Wood hizo una señal. Dos soldados avanzaron hacia el escritorio.
—¿Señor?
—Vengan con nosotros; asegúrense de que nadie nos siga. —Se volvió hacia Hasten—. ¿Preparado?
—Espera un momento —vaciló Hasten—. Me gustaría obtener más información sobre vuestras actividades, examinar el Coche Temporal. No puedo…
Los dos soldados se acercaron más y miraron a Wood. Este posó su mano sobre el hombro de Hasten.
—Lo siento, pero no tenemos tiempo que perder; ven conmigo.
La oscuridad se movía, caracoleaba y se contraía a su alrededor. Tomó asiento ante el tablero de control y se secó el sudor que cubría su rostro. Para bien o para mal, ya no podía echarse atrás. Wood lo había previsto todo: unas pocas instrucciones, los controles preparados y la puerta de acero que se cerraba a sus espaldas.
Hasten paseó la mirada alrededor. Hacía frío dentro de la esfera; el aire era fresco, cortante. Trató de concentrarse en los indicadores luminosos, pero el frío le incomodaba. Se acercó al armario y empujó la puerta. Una chaqueta forrada y un fusil desintegrador. Cogió el fusil y lo examinó durante unos instantes. También había herramientas, todo tipo de herramientas y accesorios. Acababa de devolver el fusil a su sitio cuando cesó el traqueteo. Estuvo flotando un horroroso segundo, flotando al azar, y luego la sensación se desvaneció.
La luz del sol penetró a través del ventanal e inundó el suelo. Cerró las luces artificiales y miró por la ventana. Wood había dispuesto los controles para que le trasladaran cien años en el futuro. Se asomó con un estremecimiento.
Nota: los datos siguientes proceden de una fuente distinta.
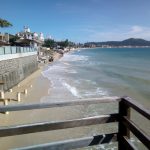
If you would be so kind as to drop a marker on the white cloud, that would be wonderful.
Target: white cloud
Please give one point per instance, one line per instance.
(136, 29)
(119, 34)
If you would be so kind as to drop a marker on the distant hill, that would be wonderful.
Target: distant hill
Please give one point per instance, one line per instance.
(127, 42)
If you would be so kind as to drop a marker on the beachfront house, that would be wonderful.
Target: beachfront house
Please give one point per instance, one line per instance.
(26, 38)
(4, 39)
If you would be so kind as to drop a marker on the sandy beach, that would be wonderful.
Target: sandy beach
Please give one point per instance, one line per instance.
(40, 88)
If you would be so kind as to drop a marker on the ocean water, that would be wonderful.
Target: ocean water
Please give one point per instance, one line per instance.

Un prado salpicado de flores y de hierba que se extendía hasta perderse de vista. Algunos animales pacían bajo la sombra de un árbol. Abrió la puerta y salió afuera. El calor del sol le confortó al instante. Comprobó que los animales eran vacas.
Permaneció mucho tiempo parado en el umbral, con los brazos en jarras. En el caso de que se tratara de una plaga, ¿habría sido causada por bacterias transportadas por el aire? Dio un paso adelante y afianzó el casco que rodeaba su cabeza. Sería mejor no quitárselo.
Volvió para recoger el fusil. Salió de la esfera y se aseguró de que la puerta permanecería cerrada durante su ausencia. Tomadas las precauciones necesarias, Hasten saltó sobre la hierba del prado. Se alejó de la esfera en dirección a una amplia colina que ocupaba una extensión aproximada de setecientos metros. Mientras avanzaba examinó la muñequera sensora que le orientaría hacia el Coche Temporal si se extraviaba.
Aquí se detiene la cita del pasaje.